75 % des Français se sont déclarés favorables à l’interdiction des corridas en France (Etude IFOP 2021 pour 30 millions d’amis). Or, la corrida demeure légale en France, sous prétexte qu’il s’agit d’une tradition locale.
De sa naissance à sa mise à mort programmée, le taureau est victime d’atroces souffrances vouées à l’affaiblir par tous les moyens. La corrida n’est en réalité que l’illusion d’un combat équitable.
Souffrent aussi dans ce spectacle morbide les chevaux de picadors, maltraités avant et pendant le spectacle. Il arrive que certains meurent durant le combat, soit d’un infarctus lié au stress, soit après avoir été éventré par des cornes…
Contre ces souffrances infligées aux animaux pour le seul plaisir de consommateurs peu nombreux et mal informés, la SPA demande l’abolition définitive de la corrida en France, dans toutes ses communes, sans exception.

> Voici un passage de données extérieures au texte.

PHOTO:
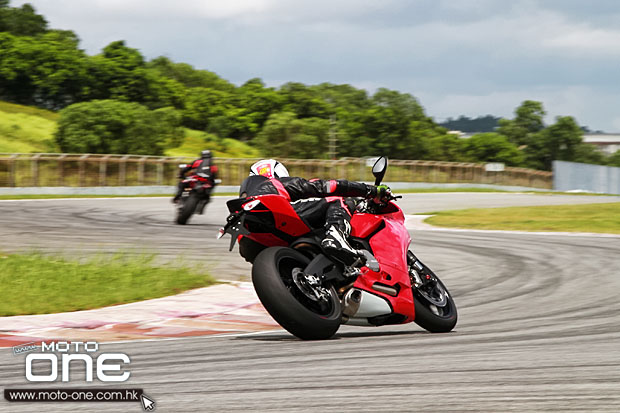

En parallèle de la sensibilisation du public et des politiques, la SPA intervient en lançant une offensive judiciaire incluant de nombreuses procédures.
La SPA attaque en 2017 les acteurs de la corrida devant le juge pénal.
Le 6 novembre 2017 l’association a déposé plainte contre différents acteurs de la corrida, les toreros, les sociétés organisatrices de ces spectacles, et les municipalités qui les autorisent. Le délit de sévices graves et actes de cruauté est puni de 2 ans d’emprisonnement et de 30 000 euros d’amende. Pour la SPA, le texte pénal qui autorise en France les « courses de taureaux » doit être interprété de façon restrictive et ne peut s’appliquer aux corridas qui consistent à mettre à mort l’animal après de multiples tortures.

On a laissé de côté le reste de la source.